(extraído del Capítulo 3 del libro Sanar desde la Boca, introducción a la Odontología Bioenergética )
Recetas prácticas para aliviar
dolencias de la boca
En esta sección compartimos recetas con el afán de facilitar el uso de las hierbas en la vida cotidiana, para mejorar la salud general y de la boca en particular. Al final del capítulo incluimos una tabla con medidas saludables para tratar distintas dolencias. Esto es útil para orientar y trabajar junto a nuestros pacientes en la tarea de manejar en forma natural y casera sus malestares. Además, tengamos en cuenta que atender la salud bucal en una persona que está atendiendo otros temas generales de salud, mejora la capacidad de respuesta de su organismo, la reacción positiva a los tratamientos y permite abordar los tratamientos desde una mirada integral.
Para el tratamiento de la gingivitis
La gingivitis, también llamada enfermedad periodontal, es la inflamación de las encías (gingivae). Este problema común suele ser progresivo y puede eventualmente resultar en pérdida del hueso subyacente que soporta al diente. El tratamiento local es sobre todo la eliminación de placa bacteriana y un aprendizaje del auto cuidado, que incluye el correcto cepillado en frecuencia y modalidad. También debemos velar la dieta tratando de que sea rica en alimentos frescos e integrales, bajando el consumo de ingestas irritantes y refinados (alcohol, azúcar, café, refrescos artificiales, meriendas fritas y alimentos procesados en base a saborizantes y conservantes artificiales). Además, según la bibliografía y mi propia experiencia, hay algunas fórmulas herbales que son poderosas aliadas de este tratamiento:
El aceite para masaje de las encías con esencia de mirra y salvia. Se logra con un aceite base que puede ser, por ejemplo, aceite de sésamo, al que le agregamos aceite esencial de mirra y de salvia. Se debe usar en masajes circulares sobre las encías con la punta de los dedos luego del cepillado de dientes. También es útil para friccionar las encías luego de una limpieza profesional, en forma profiláctica, porque es antiséptico, desinflamatorio y deja una agradable y refrescante sensación en la boca del paciente.
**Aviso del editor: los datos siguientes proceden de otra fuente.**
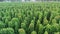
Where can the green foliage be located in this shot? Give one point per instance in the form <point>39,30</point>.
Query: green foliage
<point>30,18</point>
<point>33,32</point>
<point>21,31</point>
<point>2,25</point>
<point>45,32</point>
<point>40,29</point>
<point>45,21</point>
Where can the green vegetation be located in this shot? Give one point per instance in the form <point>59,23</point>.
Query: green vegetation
<point>30,18</point>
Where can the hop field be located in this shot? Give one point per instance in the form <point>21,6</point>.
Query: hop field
<point>30,18</point>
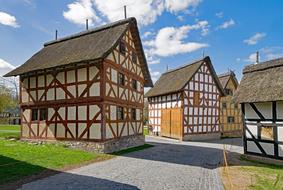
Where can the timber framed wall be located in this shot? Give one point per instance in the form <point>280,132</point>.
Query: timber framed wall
<point>263,129</point>
<point>201,104</point>
<point>199,101</point>
<point>156,104</point>
<point>81,100</point>
<point>230,112</point>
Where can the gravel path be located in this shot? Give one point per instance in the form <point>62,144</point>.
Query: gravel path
<point>168,165</point>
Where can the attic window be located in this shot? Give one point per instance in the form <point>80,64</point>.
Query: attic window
<point>42,114</point>
<point>120,111</point>
<point>230,119</point>
<point>133,113</point>
<point>122,48</point>
<point>134,57</point>
<point>134,84</point>
<point>228,91</point>
<point>266,131</point>
<point>34,114</point>
<point>121,79</point>
<point>196,98</point>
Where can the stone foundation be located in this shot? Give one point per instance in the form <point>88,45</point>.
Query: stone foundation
<point>109,146</point>
<point>202,137</point>
<point>231,134</point>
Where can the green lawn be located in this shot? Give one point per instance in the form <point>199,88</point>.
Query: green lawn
<point>20,159</point>
<point>244,173</point>
<point>10,131</point>
<point>145,131</point>
<point>10,127</point>
<point>134,149</point>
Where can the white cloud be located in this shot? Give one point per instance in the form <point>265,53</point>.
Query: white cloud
<point>147,34</point>
<point>146,11</point>
<point>5,67</point>
<point>81,10</point>
<point>179,5</point>
<point>226,24</point>
<point>219,14</point>
<point>255,38</point>
<point>251,58</point>
<point>154,75</point>
<point>8,20</point>
<point>171,41</point>
<point>180,18</point>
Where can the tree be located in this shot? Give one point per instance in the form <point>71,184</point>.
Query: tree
<point>6,99</point>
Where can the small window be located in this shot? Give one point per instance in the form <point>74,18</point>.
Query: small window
<point>42,114</point>
<point>34,114</point>
<point>133,113</point>
<point>134,84</point>
<point>120,112</point>
<point>266,131</point>
<point>230,119</point>
<point>134,57</point>
<point>122,48</point>
<point>228,91</point>
<point>196,98</point>
<point>121,79</point>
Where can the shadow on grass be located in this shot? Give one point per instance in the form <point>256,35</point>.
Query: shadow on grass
<point>14,174</point>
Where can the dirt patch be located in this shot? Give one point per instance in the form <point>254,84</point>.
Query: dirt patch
<point>242,173</point>
<point>234,176</point>
<point>49,172</point>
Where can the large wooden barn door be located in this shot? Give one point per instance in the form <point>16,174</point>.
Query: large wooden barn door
<point>171,123</point>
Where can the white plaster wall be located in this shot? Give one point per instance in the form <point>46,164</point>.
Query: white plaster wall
<point>82,74</point>
<point>71,76</point>
<point>250,113</point>
<point>252,147</point>
<point>72,113</point>
<point>265,109</point>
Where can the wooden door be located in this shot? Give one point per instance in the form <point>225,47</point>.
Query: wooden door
<point>171,123</point>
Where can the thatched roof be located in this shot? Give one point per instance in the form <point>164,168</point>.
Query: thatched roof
<point>224,78</point>
<point>175,80</point>
<point>86,46</point>
<point>261,82</point>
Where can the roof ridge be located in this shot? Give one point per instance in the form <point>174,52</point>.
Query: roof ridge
<point>263,65</point>
<point>229,73</point>
<point>183,66</point>
<point>90,31</point>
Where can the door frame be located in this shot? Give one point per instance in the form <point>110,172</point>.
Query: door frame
<point>181,124</point>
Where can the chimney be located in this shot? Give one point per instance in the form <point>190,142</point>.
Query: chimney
<point>125,11</point>
<point>257,58</point>
<point>56,34</point>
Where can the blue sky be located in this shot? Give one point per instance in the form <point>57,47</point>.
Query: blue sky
<point>174,32</point>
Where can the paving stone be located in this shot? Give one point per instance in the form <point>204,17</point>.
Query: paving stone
<point>168,165</point>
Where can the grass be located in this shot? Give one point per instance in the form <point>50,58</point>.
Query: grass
<point>21,159</point>
<point>145,131</point>
<point>9,131</point>
<point>134,149</point>
<point>267,176</point>
<point>10,127</point>
<point>249,174</point>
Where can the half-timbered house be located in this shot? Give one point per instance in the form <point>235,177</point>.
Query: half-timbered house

Una receta sencilla y a la mano para el uso del llantén, machacando las hojas y frotándolas contra las encías de manera que reciban el masaje de la hoja embebida en su propio jugo, aplicándolo sobre el tejido en forma muy directa.
Inflamaciones de mucosas en general
Los enjuagues con llantén, caléndula y malva se preparan haciendo una infusión con una cucharadita de cada una de las hierbas si están secas, o dos cucharaditas si son frescas, en medio litro de agua. Esta infusión la podemos guardar en la heladera y nos dura 24 horas durante las cuales la podemos utilizar enjuagándonos después de la higiene habitual. Si queremos que la infusión nos dure hasta 15 días le podemos agregar 20 ml de alcohol rectificado, ron o brandy, cada medio litro de la infusión ya colada.